Re: Software that makes placemats

Posted: 21:32 Sat 22 Jun 2013
by djewesbury
PhilW wrote: This is not a standard feature. I took a couple of photographs, converted them to postscript format using an imaging program, and then cut/pasted their use with function prototypes into Julian's program, using an online postscript manual as a reference.
Right... I can live without that for now then, given that I got a migraine trying to get the /Array packing style to work...

Re: Software that makes placemats

Posted: 07:36 Sun 23 Jun 2013
by jdaw1
DJ: did the emails help? Please suggest words for the manual.

Re: Software that makes placemats

Posted: 07:38 Sun 23 Jun 2013
by jdaw1
PhilW wrote:
jdaw1 wrote:Desiderata include robustness, speed, and simplicity of code
Interpolation is only worthwhile compared with bisection if division is sufficiently computationally efficient compared with the saving in additional multiplication/addition operations to calculate the additional bisection steps. At some point this trade-off may change. On a system where division is not fully accelerated in hardware, a division could be as computationally intense as say five bisections, in which case only one or two interpolations may be worthwhile before switching to subsequent bisections, for example.
It has taken me a while to realise what this misses. The assumption is that computation of f[] is slow compared to the modest computation done by the calling routine. Calling f[] half as many times is assumed to be much much more important. So the extra division of interpolation is de minimus.

Re: Software that makes placemats

Posted: 08:08 Sun 23 Jun 2013
by jdaw1
djewesbury wrote:The code appears to use /PositionsStart, the manual /Positions .
Very sorry. Damn. Will be fixed today.

Software that makes placemats

Posted: 09:51 Sun 23 Jun 2013
by djewesbury
jdaw1 wrote:DJ: did the emails help? Please suggest words for the manual.
jdaw1 wrote:
djewesbury wrote:The code appears to use /PositionsStart, the manual /Positions .
Very sorry. Damn. Will be fixed today.
It's all working fantastically now. The manual only needs a clearer eg for the /Array syntax, perhaps a block of code with all parameters correctly expressed for the basic (x,y) function.

Emails were v helpful. Thanks!

Re: Software that makes placemats

Posted: 23:12 Sun 23 Jun 2013
by jdaw1
jdaw1, in the thread entitled [i]The Port of Belfast, Tuesday 25th June, 6pm, The Galley[/i], wrote:
[url=http://www.theportforum.com/viewtopic.php?p=58189#p58189]Here[/url] djewesbury wrote:The placemats, which only required 14 major drafts and several ".1.1.1" updates... I'm learning...
And one bug fix in the code :oops:, and one new feature. No trouble at all.
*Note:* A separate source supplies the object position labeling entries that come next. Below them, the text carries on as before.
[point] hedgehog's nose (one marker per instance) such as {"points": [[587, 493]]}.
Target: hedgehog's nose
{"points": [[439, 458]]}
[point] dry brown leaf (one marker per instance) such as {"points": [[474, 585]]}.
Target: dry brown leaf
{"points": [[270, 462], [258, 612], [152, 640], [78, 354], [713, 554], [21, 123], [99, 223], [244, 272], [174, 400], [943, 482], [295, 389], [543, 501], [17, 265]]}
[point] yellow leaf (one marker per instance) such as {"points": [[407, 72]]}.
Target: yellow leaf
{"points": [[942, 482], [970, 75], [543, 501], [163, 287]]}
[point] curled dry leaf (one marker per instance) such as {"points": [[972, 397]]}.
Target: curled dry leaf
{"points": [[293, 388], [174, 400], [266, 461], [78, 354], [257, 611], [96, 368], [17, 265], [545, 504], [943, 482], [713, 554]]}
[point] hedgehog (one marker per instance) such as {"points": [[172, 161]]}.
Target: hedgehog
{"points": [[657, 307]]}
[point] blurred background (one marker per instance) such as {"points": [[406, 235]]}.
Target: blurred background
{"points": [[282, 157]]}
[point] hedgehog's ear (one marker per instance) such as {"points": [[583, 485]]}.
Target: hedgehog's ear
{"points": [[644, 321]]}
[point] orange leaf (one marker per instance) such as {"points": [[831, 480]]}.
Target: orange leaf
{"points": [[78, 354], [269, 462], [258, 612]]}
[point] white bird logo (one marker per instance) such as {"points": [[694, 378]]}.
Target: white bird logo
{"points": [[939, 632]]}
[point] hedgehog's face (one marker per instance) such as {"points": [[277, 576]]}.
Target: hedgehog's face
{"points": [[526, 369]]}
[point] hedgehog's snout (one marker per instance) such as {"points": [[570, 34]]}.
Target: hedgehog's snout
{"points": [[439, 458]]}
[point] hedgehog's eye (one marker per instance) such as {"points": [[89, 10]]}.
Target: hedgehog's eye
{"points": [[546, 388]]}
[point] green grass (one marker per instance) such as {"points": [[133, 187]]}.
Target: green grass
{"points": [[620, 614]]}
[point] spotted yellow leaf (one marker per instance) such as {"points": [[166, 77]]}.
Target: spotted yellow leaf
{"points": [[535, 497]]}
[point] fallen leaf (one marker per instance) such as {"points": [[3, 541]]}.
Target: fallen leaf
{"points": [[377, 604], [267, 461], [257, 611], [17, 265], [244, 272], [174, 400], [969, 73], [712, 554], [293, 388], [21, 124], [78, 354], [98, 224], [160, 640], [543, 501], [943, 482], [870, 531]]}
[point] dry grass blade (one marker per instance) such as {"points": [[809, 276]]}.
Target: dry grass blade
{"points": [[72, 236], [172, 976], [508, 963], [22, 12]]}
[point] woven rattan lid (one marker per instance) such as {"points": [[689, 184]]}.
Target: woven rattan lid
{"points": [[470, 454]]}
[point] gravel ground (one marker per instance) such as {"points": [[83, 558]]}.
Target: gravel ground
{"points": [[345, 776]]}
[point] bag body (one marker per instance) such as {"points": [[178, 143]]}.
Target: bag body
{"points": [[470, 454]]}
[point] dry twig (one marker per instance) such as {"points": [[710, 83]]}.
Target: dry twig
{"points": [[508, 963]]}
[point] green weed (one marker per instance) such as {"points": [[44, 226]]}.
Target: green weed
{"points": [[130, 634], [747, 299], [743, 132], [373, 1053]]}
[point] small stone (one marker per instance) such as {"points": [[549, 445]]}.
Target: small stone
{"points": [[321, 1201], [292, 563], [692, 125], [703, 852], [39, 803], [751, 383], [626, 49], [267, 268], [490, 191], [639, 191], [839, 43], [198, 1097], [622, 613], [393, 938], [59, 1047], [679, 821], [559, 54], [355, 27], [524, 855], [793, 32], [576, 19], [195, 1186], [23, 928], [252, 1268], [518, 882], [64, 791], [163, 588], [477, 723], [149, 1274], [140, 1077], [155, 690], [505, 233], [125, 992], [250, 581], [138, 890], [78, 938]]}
Re: Software that makes placemats

Posted: 10:05 Fri 28 Jun 2013
by jdaw1
A note to self, following the 1966 Horizontal on Thu 27 June 2013: if RAYC is printing, he prints glasses sheets to card, and TN sheets to paper. So they should be separated, perhaps by
  • /PageOrderingNonDecanterLabelGlasses {[ GlassesOnSheets length {-1} repeat ]} def

Re: Software that makes placemats

Posted: 10:29 Fri 28 Jun 2013
by RAYC
Alternatively they can simply be printed to paper, if preferred. I marginally favour card, but the difference is very slight.

Re: Software that makes placemats

Posted: 10:45 Fri 28 Jun 2013
by jdaw1
Broader question: what should be the default? That leads to a question about our behaviour.

What do we do when setting up a tasting?
1. Arrange glasses sheets on table, simultaneously putting TN sheets with the glasses sheets.
2. Arrange glasses sheets, and when that is all done, then put the TN sheets with the glasses sheets.
Yesterday we did the second.

If we do #1, the the ideal ordering is the current one:
  • Person 1
    • Glasses
    • TNs
  • Person 2
    • Glasses
    • TNs
  • Person 3
    • Glasses
    • TNs
  • Person 4
    • Glasses
    • TNs
  • !
If we do #2, the ideal ordering is
  • Glasses
    • Person 1
    • Person 2
    • Person 3
    • Person 4
    • !
  • TNs
    • Person 1
    • Person 2
    • Person 3
    • Person 4
    • !
I’m half-preferring acknowledging that we tend to do the second behaviour, so should have the second arrangement. Thoughts?

(FYI, the programming effort is about zero the switch would be very easy to implement.)